Guinan wand sich, ganz so als bedauere sie mit dem Thema angefangen zu haben. „Betazoiden sind fürchterlich", sagte sie schließlich lachend.

Troi verdrehte gespielt die Augen. „Ja. Aber Halbbetazoiden sind auch nur halb so fürchterlich. Also nun sagen Sie schon was los ist!"

„Nun ja. Da die halbe Besatzung es ohnehin mitbekommen hat, können Sie es ebensogut von mir erfahren. Lieutanant Worf und Commander Riker hatten wegen Ihnen eine Auseinandersetzung."

„Was? Was soll das heißen eine Auseinandersetzung?"

Guinan lächelte leicht: "Sie ziehen starke Männer in Ihren Bann, Deanna. Und starke Männer neigen dazu, um das was sie haben möchten, zu kämpfen."

Troi wirkte schockiert: "Wollen Sie etwa sagen, die beiden hätten sich geprügelt?"
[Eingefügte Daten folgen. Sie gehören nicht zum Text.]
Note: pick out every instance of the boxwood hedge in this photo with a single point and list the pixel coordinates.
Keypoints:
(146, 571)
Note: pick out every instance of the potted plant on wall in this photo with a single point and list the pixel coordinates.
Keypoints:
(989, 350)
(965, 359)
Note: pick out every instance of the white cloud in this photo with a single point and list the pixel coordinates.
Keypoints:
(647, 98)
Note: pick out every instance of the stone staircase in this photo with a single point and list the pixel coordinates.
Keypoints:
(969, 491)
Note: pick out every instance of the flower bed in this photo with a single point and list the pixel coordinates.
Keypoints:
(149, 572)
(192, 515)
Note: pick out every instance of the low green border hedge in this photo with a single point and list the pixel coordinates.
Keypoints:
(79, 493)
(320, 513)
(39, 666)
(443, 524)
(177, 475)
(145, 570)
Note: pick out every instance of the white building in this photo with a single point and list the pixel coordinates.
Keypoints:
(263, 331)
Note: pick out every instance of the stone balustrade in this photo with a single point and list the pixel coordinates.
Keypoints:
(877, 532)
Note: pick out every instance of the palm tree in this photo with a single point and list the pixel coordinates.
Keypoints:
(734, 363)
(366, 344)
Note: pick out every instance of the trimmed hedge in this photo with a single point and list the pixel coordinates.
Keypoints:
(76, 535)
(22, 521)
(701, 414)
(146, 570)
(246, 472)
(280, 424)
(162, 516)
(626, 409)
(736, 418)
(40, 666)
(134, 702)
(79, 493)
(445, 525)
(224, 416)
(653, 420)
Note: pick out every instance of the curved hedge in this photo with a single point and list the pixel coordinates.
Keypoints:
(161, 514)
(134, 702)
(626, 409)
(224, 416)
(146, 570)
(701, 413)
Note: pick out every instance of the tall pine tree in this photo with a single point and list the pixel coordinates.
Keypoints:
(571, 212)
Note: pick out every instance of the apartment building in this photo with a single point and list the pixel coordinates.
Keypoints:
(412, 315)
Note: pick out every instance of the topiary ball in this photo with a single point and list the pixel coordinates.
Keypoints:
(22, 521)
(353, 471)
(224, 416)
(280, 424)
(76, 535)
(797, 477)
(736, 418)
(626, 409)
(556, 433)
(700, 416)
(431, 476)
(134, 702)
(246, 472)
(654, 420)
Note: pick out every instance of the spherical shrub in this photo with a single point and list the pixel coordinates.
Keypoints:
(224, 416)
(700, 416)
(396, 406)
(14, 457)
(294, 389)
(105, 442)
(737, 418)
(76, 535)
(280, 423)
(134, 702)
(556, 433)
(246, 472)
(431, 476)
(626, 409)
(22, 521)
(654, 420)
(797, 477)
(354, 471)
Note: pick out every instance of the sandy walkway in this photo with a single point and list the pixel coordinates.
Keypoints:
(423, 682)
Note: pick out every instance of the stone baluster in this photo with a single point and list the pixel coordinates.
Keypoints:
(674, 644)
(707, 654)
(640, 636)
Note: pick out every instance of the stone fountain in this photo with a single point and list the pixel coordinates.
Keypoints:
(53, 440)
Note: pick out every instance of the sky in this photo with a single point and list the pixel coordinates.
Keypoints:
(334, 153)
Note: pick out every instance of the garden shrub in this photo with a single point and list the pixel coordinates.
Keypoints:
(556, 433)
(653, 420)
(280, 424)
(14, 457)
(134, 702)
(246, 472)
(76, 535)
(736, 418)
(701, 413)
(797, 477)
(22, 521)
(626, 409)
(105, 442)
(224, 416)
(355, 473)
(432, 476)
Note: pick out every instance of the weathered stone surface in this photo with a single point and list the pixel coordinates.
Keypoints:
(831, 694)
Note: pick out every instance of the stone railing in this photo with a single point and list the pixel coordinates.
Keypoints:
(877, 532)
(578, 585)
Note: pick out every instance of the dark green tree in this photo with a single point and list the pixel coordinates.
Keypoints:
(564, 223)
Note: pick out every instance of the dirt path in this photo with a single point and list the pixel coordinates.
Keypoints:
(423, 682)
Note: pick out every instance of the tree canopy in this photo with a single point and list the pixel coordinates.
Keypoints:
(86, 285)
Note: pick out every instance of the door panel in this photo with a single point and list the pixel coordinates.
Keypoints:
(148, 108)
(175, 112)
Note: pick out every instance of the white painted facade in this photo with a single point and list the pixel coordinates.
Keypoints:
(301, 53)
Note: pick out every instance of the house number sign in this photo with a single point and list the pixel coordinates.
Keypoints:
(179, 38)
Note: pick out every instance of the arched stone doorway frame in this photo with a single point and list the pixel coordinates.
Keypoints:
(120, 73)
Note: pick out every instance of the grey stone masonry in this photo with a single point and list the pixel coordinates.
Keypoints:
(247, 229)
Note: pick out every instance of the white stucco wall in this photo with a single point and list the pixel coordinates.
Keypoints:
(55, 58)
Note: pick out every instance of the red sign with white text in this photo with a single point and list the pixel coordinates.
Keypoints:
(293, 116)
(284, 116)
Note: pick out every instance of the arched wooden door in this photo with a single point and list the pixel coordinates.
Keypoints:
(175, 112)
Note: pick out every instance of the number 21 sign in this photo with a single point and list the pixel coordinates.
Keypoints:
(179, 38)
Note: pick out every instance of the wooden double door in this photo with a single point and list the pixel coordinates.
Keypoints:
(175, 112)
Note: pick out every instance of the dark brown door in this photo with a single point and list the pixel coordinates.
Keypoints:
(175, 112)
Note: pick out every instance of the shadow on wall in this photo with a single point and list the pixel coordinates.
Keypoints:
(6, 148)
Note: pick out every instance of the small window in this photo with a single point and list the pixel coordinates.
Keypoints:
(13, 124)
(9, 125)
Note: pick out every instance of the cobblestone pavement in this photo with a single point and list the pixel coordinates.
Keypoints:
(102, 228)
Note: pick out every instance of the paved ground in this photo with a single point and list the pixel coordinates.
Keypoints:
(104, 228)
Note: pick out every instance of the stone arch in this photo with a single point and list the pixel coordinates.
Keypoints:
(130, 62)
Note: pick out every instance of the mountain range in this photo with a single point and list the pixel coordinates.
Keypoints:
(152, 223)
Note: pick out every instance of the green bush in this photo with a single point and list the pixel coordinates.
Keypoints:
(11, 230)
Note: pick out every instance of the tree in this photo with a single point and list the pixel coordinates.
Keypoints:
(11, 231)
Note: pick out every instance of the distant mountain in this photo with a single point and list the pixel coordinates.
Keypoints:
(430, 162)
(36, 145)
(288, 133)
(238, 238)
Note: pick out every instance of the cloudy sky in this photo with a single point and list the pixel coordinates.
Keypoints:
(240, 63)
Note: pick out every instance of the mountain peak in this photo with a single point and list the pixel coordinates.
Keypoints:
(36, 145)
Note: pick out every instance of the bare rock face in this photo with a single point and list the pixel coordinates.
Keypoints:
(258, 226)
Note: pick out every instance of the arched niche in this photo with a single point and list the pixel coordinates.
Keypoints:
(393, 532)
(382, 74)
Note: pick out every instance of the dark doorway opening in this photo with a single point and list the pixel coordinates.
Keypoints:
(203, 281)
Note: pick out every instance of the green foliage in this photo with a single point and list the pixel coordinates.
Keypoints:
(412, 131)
Jetzt zuckte Guinan mit den Schultern. „Dazu kann ich nichts sagen. Hier hat es nur angefangen. Sie haben es auf dem Holodeck ausgetragen."

„Das glaub ich einfach nicht", murmelte Deanna und erhob sich.

„Counselor, darf ich Sie auf etwas hinweisen?"

Deanna blieb stehen und schaute Guinan ernst an. „Ich habe immer viel Wert auf Ihre Meinung gelegt. Was raten Sie mir?" fragte sie.

Die Barkeeperin war nun ebenfalls sehr ernst, als sie antwortete: "Lassen Sie die beiden Kampfhähne das unter sich ausmachen. Entscheiden Sie für sich selbst wie es weitergehen soll. Aber eine Frage stelle ich mir- Worf hat vor allem aus verletztem Stolz heraus reagiert. Aber was ist mit Riker? Er hat Worf gegenüber eingestanden, Sie immer noch zu lieben. Ich frage mich, ob Sie wohl genauso empfinden."

Guinan widmete sich nun wieder dem Polieren einiger langstieliger Gläser und machte den Eindruck, als hätte sie nie eine Frage gestellt. Deanna war verblüfft über diese Reaktion, aber plötzlich schien ihr alles völlig klar. Sie begriff, dass die Barkeeperin eigentlich nicht für sich selbst gefragt hatte, sondern Deannas Gedanken in die richtigen Bahnen lenken wollte.

Es stimmte. Nun war es wichtig zu einer Entscheidung zu gelangen. Sie wollte in Ruhe darüber nachdenken wem ihr Herz gehörte.